CRLF (was: Re: A modest proposal)



--On Wednesday, January 23, 2013 06:15 +0000 John Levine
<johnl(_at_)taugh(_dot_)com> wrote:

Additionally, I can't understand why each line is terminated
with <CR><LF>, why use two characters when one will do.


Microsoft-OS text editors. Seriously.


My, what a bunch of parvenus.  SIP got it from SMTP, SMTP got
it from Telnet.  Back in the 1960s we all used <CR><LF>
because on a mechanical model 33 or 35 Teletype, CR really
returned the carriage, LF really advanced the platen, and you
needed both.  I first ran into CR/LF on a PDP-6 in about 1968,
but I know it wasn't new then.
...


Right.  And the relationships between the standards and the
equipment was a little obscure (at least to me) in terms of what
came first.  But having CR as an unambiguous "return to first
character position on line" was important for overstriking
(especially underlining) on a number of devices including line
printers as well as TTY equipment.   A number of systems of the
mid-1960s even had device drivers that would canonicalize lines
with non-destructive backspaces into lines with CR or vice
versa, depending on the needs of the particular device.
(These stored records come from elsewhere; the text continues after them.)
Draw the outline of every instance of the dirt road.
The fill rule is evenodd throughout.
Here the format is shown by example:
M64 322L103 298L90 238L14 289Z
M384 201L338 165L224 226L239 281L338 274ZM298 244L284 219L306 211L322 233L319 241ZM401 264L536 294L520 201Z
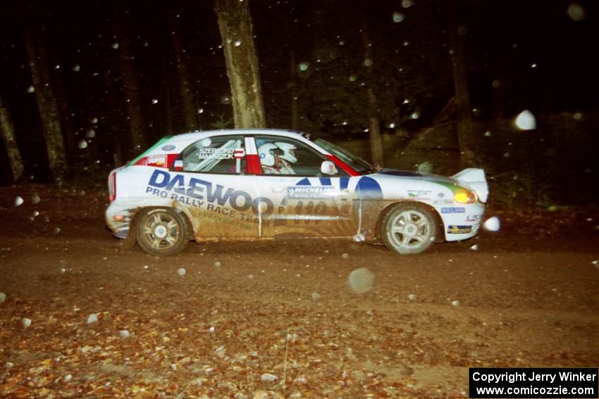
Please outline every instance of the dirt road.
M0 193L2 397L463 398L469 367L599 365L595 211L498 210L499 232L412 256L309 241L158 258L111 236L102 193Z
The first version of ASCII was very specific that CR was "move
to first character position on current line" and LF was a
vertical index function.  Then the confusion began with some
company (where I was at the time, the finger was pointed at
Digital Equipment, but I have no first hand information or
documentation) who started using CR as "new line".  That left us
with systems in the wild that used LF (only) internally, ones
that used CR (only), ones that used CRLF (always the safe choice
because it worked whether LF was an index function or a new line
one), and equipment that often required the latter.  Subsequent
versions of ASCII solved the incompatibility the same way the
FORTRAN standard (this was a bit before _that_ standards
committee decided the language was named "Fortran") solved
zero-iteration loops -- by fuzzy language that made both
one-traversal and zero-traversal valid in the FORTRAN case and
that made either interpretation of LF valid.

A single LF to start a new line arrived with the model 37
Teletype, and Unix was, as far as I know, the first system to
use just \n as the line terminator starting in the early
1970s.


IIR, Multics from several years earlier.  I'd have to dig
through old manuals to remember what CTSS did, but that system
(and the IBM Model 1050 and 2741 devices often used as terminals
with it) were somewhat pre-ASCII (and long before ECMA-48/ ANSI
X3.64 and the VT100 and friends)  and, IIR, sent and received
shift and rotate codes rather than what we would normally
consider character codes today.  The character codes were just
input to device drivers that dealt with device characteristics

 But by then the Arpanet protocols were designed, and
the hassle of changing wasn't (and still isn't) worth it.


Again, the key useful property of CRLF on the wire is that the
combination is fairly insensitive to the various interpretations
of CR and LF.

    john